Das erste Hotel in Hinterbichl war übrigens das „Hotel Wiener Sängerknaben“. Die Sängerknaben waren in der Zeit der Inflation nach dem Ersten Weltkrieg alle nicht besonders stramm, was die musikalische Qualität offenbar so beeinträchtigte, daß man die Buben in die Sommerfrische schickte. Die bis dahin im Virgental vorhandene Unterbringungsmöglichkeit war den blassen Knaben aber gar zu ländlich, also entschloß man sich kurzerhand nach der Fertigstellung der ersten Straße bis nach Prägraten im Jahr 1928, wohin vorher nur ein Karrenweg geführt hatte, eben hier in Hinterbichl das „Hotel Wiener Sängerknaben“ zu bauen. 1950 veräußerten die Sängerknaben ihr Hotel, denn normale Hotelgäste vertrugen sich auf Dauer schlecht mit dem „Knabenkonvikt“. Nicht lange danach brannte es auch noch ab und wurde unter dem Namen „Hotel Niederrhein“ wiedererrichtet. Versprengte Ex-Sängerknaben kommen bis heute nach Hinterbichl, um das Idyll ihrer Kindheit und Jugend wiederzusehen.8 Wer Schwierigkeiten hat, sich vorzustellen, was die beiden Weltkriege in kleinen Orten wie Prägraten, das heute etwas mehr 1200 Einwohner zählt, bedeutet haben, der möge die allgegenwärtigen Kriegerdenkmäler einer kurzen Inspektion unterziehen. Im Ersten Weltkrieg verlor Prägraten 24 Söhne, im Zweiten 37. Seither verlieren diese Gemeinden ihre jungen Männer in erster Linie durch das Autofahren. Man könnte den Namen und Fotos der Gefallenen die der seit 1945 Verunglückten auf einer dritten Tafel hinzufügen. Für diese Toten stimmt der martialische und holpernde Reim in der Kriegergedächtniskapelle vielleicht eher: „Rann hier auch unser Herzblut rot, Seid stolz, wir starben den schönsten Tod.“
In der Pfarrkirche zum heiligen Andreas9 mahnt der Pfarrer mittels Verlautbarung an der Sakristeitür zur Stille. Die Kirche sei kein Museum, stellt er fest – falsch. Die Kirche ist natürlich auch Museum. Diese Tatsache sollte allerdings ebenfalls zur Stille anhalten. Es klingt nur oberflächlich paradox, aber unpassendes Geräusch hindert nicht nur am Gebet, sondern auch am konzentrierten Betrachten. Man sieht im Museum schlechter, wenn die Ohren über Gebühr beschäftigt und abgelenkt werden.
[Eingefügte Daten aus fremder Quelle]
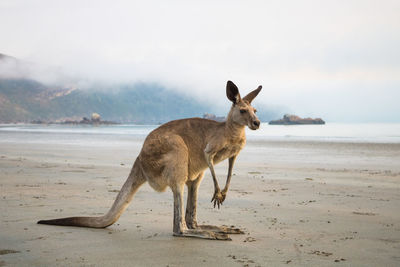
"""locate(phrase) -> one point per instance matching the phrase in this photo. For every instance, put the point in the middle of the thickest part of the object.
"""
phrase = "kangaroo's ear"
(232, 92)
(250, 96)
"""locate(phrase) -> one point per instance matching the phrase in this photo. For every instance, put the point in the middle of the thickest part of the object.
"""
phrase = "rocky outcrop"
(294, 120)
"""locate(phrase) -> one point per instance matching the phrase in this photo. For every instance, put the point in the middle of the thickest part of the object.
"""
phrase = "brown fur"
(178, 153)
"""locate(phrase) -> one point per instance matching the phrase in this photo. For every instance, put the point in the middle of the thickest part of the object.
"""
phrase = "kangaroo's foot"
(203, 234)
(224, 229)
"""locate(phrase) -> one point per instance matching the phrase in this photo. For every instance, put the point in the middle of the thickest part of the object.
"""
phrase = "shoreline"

Ein ganz besonders schönes Museum ist die Wallfahrtskirche „Zu unserer lieben Frau Maria Schnee“ in Obermauern. Exakt diese Kirche ist der Punkt im Virgental, der auf unserer vorgegebenen Linie liegt und ihren Endpunkt bezeichnet. An der Außenwand ist neben bemerkenswerten Reliefs (Petrus mit Schlüssel, die Heiligen drei Könige) unter anderem ein imposantes Christophorus-Fresko zu sehen. Der Schutzpatron der Reisenden steht wie immer mitten im Fluß. Um seine Waden schwimmen nicht nur Fischlein, Krebse und Seepferdchen, sondern auch eine kleine Königin oder Prinzessin mit einem hübschen Krönchen. Eigentlich sieht Christophorus wie ein Flußgott aus, der sich in den Dienst eines rein äußerlich zwar kleineren, aber ungleich mächtigeren – Jesus wiegt so schwer, daß er ihn kaum tragen kann! – Gottes stellt. Der Urheber des Freskos aus dem Jahr 1486 kann kein Osttiroler gewesen sein, sonst wären die Berge im Hintergrund eindeutig steilwandiger ausgefallen – denkt man, bis einen die Inschrift, die er hinterlassen hat, eines besseren belehrt: „das gemel hat gemachsebastian maller purger zu luntz 1468.“10
Im üppig geschmückten Kircheninneren sind die Fresken des Südtiroler Malers Simon von Taisten (ca. 1460–1530) die zentrale Attraktion: Simon von Taisten hieß eigentlich Simon Marenkl, er stammte aus Taisten bei Welsberg im Gsieser Tal. Er war der Hofmaler beim letzten Görzer Landesherrn Leonhard und seiner Gattin Paola Gonzaga in Lienz. Die sehr gut erhaltenen, farbintensiven Fresken erzählen vom Leiden und Sterben Jesu und seiner Mutter Maria. Neben andern kleineren Themen sind die reizvolle Schutzmantelmadonna und der sellenvoll ruhig dreinblickende Hl. Sebastian zu erwähnen, den zwei ebenfalls abgebildete Armbrustschützen schon mit 21 Pfeilen durchbohrt haben. Taisten hat wohl als Knabe zumindest mit einer Steinschleuder geschossen; er wußte, daß nicht jeder Pfeil trifft: Der Baum, an den der Heilige gebunden ist, hat auch vier Treffer abbekommen.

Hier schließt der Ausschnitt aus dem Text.